Brak postępów śledztwa w sprawie śmierci Joli Brzeskiej i coraz trudniejsza sytuacja lokatorek i lokatorów reprywatyzowanych kamienic sprawiają, że poszerza się spektrum działań miejskich aktywistek i aktywistów. Organizowane są protesty, a po grudniowej serii podpaleń na Pradze Północ pojawiły się również oddolne patrole „Brygad Okrzejówek”, czyli ochotniczej straży lokatorskiej. Kolejnym krokiem jest nowa akcja street artowa – „Warszawskie Kanalie”, której celem jest rozpowszechnienie wizerunków osób gnębiących lokatorów lub w innych sposób działających na szkodę mieszkanek i mieszkańców miasta.

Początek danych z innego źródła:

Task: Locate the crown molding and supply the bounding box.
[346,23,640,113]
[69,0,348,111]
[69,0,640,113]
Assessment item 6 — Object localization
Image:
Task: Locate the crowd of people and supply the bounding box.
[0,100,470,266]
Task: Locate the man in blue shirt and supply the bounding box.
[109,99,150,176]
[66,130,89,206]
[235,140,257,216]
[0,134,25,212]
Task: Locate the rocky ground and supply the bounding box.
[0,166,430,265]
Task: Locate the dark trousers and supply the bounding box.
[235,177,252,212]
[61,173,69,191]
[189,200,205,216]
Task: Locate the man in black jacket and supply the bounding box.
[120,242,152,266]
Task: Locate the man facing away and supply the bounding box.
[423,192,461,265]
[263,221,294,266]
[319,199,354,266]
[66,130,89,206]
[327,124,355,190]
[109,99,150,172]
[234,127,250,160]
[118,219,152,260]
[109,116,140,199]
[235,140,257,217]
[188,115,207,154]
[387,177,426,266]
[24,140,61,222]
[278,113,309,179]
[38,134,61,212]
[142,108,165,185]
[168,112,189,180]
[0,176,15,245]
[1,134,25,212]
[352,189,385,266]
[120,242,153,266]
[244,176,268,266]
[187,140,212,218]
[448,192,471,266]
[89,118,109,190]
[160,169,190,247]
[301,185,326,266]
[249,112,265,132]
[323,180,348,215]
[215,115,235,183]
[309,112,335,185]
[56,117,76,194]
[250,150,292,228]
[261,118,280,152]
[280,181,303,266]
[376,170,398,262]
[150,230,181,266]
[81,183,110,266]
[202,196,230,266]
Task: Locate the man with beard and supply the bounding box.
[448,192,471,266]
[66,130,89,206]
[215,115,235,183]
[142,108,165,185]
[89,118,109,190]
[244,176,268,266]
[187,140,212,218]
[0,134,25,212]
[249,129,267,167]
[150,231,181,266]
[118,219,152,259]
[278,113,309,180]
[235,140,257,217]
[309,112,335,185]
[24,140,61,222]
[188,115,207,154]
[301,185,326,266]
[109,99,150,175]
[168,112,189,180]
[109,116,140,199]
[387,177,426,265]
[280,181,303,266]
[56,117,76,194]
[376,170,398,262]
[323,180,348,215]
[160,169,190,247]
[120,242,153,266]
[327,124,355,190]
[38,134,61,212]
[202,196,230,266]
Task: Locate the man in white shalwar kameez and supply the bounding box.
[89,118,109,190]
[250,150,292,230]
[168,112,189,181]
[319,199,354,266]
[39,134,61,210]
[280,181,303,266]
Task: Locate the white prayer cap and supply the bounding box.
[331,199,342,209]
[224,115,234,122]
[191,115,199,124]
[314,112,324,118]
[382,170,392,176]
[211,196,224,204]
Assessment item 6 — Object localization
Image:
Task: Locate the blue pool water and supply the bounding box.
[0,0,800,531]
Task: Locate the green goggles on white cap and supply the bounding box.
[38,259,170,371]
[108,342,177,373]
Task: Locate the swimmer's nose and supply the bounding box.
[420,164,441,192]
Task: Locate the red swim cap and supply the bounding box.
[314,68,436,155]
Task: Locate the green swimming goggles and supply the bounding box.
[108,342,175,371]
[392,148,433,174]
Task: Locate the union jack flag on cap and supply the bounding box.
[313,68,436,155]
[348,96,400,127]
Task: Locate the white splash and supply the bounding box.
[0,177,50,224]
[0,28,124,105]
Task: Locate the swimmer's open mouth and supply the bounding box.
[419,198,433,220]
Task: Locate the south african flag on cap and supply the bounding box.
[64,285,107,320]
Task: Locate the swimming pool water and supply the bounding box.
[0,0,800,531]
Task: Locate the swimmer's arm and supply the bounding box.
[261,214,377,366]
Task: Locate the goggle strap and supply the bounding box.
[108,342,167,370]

Inicjatorzy chcą nie tylko rozpowszechnić wiedzę o nękaniu lokatorów, ale proponują nam również perwersyjną "kampanię wyborczą". Dzień po pojawieniu się vlakatu w mojej skrzynce (oraz u ponad setki innych osób) pojawił się mail wysłany z adresu warszawskie.kanalie@gmail.com wyjaśniający kulisy akcji. Autorzy maila tłumaczą, że vlakat przy ul. Widok to początek nowej kampanii społecznej „Mossakowski na prezydenta!”. Sugerują tym samym, że skoro władze miasta kierują się przede wszystkim logiką zysku, to wybranie na stanowisko prezydenta jednego z kamieniczników byłoby zwieńczeniem tej logiki. Dla osób, które wciąż miałyby wątpliwości co do zasadności tego wyboru osoby, stanowiska i medium przygotowali odpowiedzi zamieszczone w formacie FAQ:

Czemu Mossakowski?

Rok temu spalono działaczkę lokatorską Jolę Brzeską. Nie żyje również technik kryminalny policji, który badał ciało Joli. Tymczasem główny podejrzany, właściciel kilkudziesięciu kamienic w Warszawie, wielokrotnie nękający Jolę Marek Mossakowski, do dziś rozwija swój biznes bez skrępowania, za cel obierając sobie kolejnych lokatorów.

Czemu Prezydent?

Awangardowa działalność Marka stanowiła iskrę dla powstania szerokiego Ruchu ludzi działających w branży Nieruchomości – w ciągu ostatniego roku spłonęły już tuziny domów na Pradze. Ruch Marka stale rośnie w siłę: tysiące kamienic (i dziesiątki skwerów) przechodzą w ręce Ruchu wraz z całymi rodzinami – stołecznym mięsem, co prawda mało cenionym, jednak po zapeklowaniu solą przemysłową zawsze mogącym ujść w tłoku. Tym samym, Ruch Marka okazuje się nawet bardziej dochodowy i lepiej rokujący niż Ruch Palikota. Jego ambicją jest przywrócić wojenny urok Warszawie – tym razem jednak płonie głównie prawy brzeg.Za kandydaturą Marka przemawia także fakt, iż w ciągu całej kariery nie był on dotąd karany choćby za najdrobniejsze wykroczenie, a w dodatku cieszy się poparciem „milczącej większości” – wielu milionów polskich złotych.

Czemu reklama?

Po pierwsze – bo w Warszawie zawsze znajdzie się miejsce na jeszcze więcej reklam.Po drugie, tak nobliwe postaci jak Mossakowski, książę Massalski, baron Bisping, Stachura i dziesiątki innych kanalii, potrzebują naszej pomocy, by przejść ze stanu wiecznej bezkarności w stan wiecznej sławy.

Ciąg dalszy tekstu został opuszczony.